Ranger Suárez’s 2024 season has been so dominant that his ERA drops without him even throwing.
An MLB scoring change, announced Friday, from Suárez’s last start has shaved two earned runs off his season total and accordingly reduced his ERA from 2.01 to 1.83. (The latter leads MLB, and the former would’ve as well.)
The play in question: a two-on, no-out grounder from Ryan Kreidler, originally scored a base hit but changed to an error on Trea Turner. Four runs would eventually score in the inning, and now, half of those are unearned.

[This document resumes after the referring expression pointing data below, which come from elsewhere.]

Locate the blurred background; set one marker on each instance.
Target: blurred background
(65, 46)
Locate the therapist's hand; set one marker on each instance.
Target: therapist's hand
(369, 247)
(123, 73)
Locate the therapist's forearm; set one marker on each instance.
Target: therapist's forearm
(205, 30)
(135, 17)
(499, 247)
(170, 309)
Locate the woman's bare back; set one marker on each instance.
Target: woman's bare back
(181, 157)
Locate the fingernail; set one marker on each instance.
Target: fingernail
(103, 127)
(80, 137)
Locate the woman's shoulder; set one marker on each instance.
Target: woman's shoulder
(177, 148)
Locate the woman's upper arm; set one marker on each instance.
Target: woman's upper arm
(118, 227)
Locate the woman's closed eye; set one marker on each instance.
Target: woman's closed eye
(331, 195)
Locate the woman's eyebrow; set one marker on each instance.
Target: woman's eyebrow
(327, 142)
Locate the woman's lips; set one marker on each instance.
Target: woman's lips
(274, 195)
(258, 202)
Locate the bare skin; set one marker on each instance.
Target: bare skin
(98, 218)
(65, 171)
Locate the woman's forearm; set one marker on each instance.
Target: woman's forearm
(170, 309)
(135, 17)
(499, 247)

The guess here is that the play was originally called a hit because the scorer thought Turner still wouldn’t have been able to get Kreidler at first. Even if that’s true (and it may not be), Turner still would’ve had a chance — a pretty good chance, at that — to get Justyn-Henry Malloy at third on the force. The new ruling reflects that: It’s a fielder’s choice, with an out assumed at third base had Turner come up with it cleanly.

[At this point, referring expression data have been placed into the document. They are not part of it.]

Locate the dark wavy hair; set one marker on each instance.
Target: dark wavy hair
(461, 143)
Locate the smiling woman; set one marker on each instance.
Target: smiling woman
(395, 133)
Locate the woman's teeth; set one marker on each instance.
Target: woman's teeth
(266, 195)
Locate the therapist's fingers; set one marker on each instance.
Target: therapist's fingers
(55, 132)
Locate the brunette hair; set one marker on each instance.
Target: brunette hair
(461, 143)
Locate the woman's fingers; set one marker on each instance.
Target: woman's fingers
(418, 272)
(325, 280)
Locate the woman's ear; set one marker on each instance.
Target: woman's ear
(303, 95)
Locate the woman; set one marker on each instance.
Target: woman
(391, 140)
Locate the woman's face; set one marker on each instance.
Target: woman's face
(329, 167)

There have been more than a few questionable obvious-misplays-ruled-hits across MLB the past couple seasons, correlated (whether coincidentally or not) with the league’s initiative to increase offense. More hits, simply, means higher batting averages, higher ERAs, etc. — and better marketing of the game’s offense.
The Turner play fell into that category for a few days. MLB changed it — and Suárez’s chances at the National League Cy Young Award reaped the rewards.